Let's start by loking at all the raw data lumped together. Of all the 13 preps in the entire observation period of 30 trials (i.e, 1.5h), how many motor patterns were produced and in what ratio? The graph below shows the mean number of patterns in each category (swim, crawl, intermediate and no patterned response) with the standard error, for 30 trials.


Clearly, the preparations, overall produced almost twice as many swimming patterns than crawling patterns, which is something that was immediately noticeable. Now let's have a look at how the number of patterns developed over the three experimental phases, i.e., from pre-test, to training to test:


The distribution of patterns during pre-test seems to be reflecting the overall distribution very well. How about training?

Not much sems to be going on during training, the numbers look almost identical to those during the pre-test phase. How about the test phase?

Alright! There has been some change! Let's have a look at the individual five groups, maybe these data will tell us where this sudden difference comes from. Again, we'll go thrpough the data from pre-test through training:

Because the intermediate and unrecognizable patterns didn't really constitute a large portionof the data, I'll omit them in the next plots. So we'll only look and swoms and crawls in the five groups: contingent anterior stimulation on swimming ('swim', N=3) or crawling ('crawl', N=3), no stimulation (no_s: more swimming, N=3), and yoked to an animal wich swam more (yoke_s, N=3) or to an animal which crawled more (yoke_c, N=1). So far, the data only reflect the sub-grouping into swim or crawl, respectively. Does this pattern change much during training?

The differences between the pattern numbers seem to decrease slightly in all the groups, but not really to a degree that one would be convinced that there is actually something major going on. How about the test phase, where the big difference had been seen in the overall distribution of patterns:


Here, the surprising results becomes clear: while the experimental preparations (i.e., swim and crawl) do bias their decisions slightly away from the patterns which were coupled with anterior stimulation, the yoked control completely switch their decisions away from the patterns which were preferentially generated during the pre-test phase!
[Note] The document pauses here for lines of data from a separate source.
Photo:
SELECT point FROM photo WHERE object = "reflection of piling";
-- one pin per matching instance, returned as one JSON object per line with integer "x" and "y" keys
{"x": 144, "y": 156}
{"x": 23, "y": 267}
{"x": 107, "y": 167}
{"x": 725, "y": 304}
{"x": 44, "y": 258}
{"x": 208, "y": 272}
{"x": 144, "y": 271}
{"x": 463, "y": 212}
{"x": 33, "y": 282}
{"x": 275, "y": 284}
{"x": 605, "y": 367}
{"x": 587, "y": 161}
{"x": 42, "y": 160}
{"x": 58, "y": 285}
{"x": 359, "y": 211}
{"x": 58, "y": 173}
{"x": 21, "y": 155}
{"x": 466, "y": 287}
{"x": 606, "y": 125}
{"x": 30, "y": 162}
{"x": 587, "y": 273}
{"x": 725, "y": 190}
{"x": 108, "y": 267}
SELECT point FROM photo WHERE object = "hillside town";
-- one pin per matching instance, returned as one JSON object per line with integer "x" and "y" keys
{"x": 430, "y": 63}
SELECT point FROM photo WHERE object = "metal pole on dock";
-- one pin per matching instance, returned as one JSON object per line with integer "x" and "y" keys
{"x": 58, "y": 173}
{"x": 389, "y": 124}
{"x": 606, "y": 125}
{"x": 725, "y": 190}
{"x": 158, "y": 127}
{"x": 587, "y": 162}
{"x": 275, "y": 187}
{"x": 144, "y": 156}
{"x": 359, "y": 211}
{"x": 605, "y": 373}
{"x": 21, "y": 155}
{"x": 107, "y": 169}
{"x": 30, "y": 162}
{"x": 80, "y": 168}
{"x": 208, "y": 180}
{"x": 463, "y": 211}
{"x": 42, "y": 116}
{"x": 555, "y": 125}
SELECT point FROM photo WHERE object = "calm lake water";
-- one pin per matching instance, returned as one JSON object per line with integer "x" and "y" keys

Let's try and do some calculations to make this effect clearer. First, let's look at the difference between the number of swimming and the number of crawling patterns in each group during pre-test:


Of course, this just shows the differences we already know. The same goes for the final test phase:



We can see that the differences have shrunk somewhat for the experimental and no-shock groups, but they have actually reversed for the yoked control groups. Now let's merge the sub-groups together to get the three experimental groups: experimental, no-shock and yoked. To do this, I invert the negative differnces and look at the change from pre-test to final test:


In this graph, the difference between the three groups comes out most strikingly. Now, obviously, there could be many reasons how this result could be explained. Ultimately, the most promising or exciting of these possibilties will have to be tested experimentally. If you want to play around with the raw data yourself, have a go. I didn't use the animal where there was a technical glitch and I excluded all preparations which had either more than 3 trials in any phase with no response or where there were more than 30 anterior stimulations ('# of shocks'). Both these criteria serve to select the preps where the stimulation actually was effective.